Mars Academy

Mariner 3

Mariner 3 was part of the Mariner series of flyby spacecraft. These vehicles were designed for planetary flyby imaging. The flyby mode means that the vehicle was not designed to attain an orbit around the planet it was photographing, needles to say that all the images obtained of Mars, Mercury, and Venus by this series of spacecraft were taken during the duration of the planetary flyby. Once the flyby was concluded and the images were sent back to mission control, the mission was over unless the vehicle was designed to make several flybys.

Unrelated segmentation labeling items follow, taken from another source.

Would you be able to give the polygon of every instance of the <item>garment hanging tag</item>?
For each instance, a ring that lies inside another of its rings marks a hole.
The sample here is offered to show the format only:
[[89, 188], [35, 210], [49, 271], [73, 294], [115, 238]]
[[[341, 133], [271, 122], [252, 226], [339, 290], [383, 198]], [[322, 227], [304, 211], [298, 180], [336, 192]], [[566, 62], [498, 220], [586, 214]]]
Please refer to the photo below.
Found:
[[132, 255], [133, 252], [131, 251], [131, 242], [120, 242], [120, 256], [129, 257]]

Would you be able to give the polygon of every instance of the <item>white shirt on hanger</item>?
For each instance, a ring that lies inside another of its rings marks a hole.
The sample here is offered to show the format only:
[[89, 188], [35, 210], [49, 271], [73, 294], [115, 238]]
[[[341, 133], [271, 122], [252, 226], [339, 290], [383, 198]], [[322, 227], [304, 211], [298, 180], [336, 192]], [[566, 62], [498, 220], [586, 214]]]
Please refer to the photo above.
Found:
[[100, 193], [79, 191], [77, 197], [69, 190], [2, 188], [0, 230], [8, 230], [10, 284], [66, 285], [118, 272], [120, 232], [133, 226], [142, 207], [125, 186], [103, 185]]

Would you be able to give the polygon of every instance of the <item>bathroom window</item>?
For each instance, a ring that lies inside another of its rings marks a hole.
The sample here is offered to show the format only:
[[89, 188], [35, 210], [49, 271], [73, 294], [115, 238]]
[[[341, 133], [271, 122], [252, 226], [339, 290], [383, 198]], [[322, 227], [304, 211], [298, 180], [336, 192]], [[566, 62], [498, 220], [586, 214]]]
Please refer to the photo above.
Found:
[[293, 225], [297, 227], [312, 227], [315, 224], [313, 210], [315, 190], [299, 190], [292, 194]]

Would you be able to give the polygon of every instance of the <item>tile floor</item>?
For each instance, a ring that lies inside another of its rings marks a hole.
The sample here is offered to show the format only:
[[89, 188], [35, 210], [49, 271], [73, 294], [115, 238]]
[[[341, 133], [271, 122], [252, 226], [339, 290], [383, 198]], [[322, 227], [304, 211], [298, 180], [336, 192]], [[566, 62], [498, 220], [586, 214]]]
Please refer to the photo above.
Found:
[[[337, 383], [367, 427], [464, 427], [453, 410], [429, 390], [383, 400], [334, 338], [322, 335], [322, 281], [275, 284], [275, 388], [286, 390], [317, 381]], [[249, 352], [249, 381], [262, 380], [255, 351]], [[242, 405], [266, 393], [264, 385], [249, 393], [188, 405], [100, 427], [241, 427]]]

In the case of flyby missions of several targets or planets to photograph, the trajectory of the spacecraft is planned out in such a way that it will put the vehicle in a position where it can utilize the gravitational field of a planet as a slingshot to propel it towards another celestial body. This type of mission design in which the flyby vehicle is able to send images from different celestial bodies is the most economically efficient type of mission design, because once launched the flyby spacecraft can not be recuperated for another mission.

The importance of the Mariner series in the history of space exploration is given by the images they sent back to Earth from the planets of Venus, Mercury, and Mars. Inside this series of flyby probes, the Mariner 3 is important, because it was the first American attempt to obtain images of the red planet.

As a result of technical difficulties in this probe, communication between it and mission control was lost before it arrived at Mars. The Mariner 3, which was launched on May 11, 1964, never fulfilled its mission. Although the loss of this probe was a set back to the American exploration of Mars, the technical analisys of what went wrong with the mission aided the success of the future Mariner missions.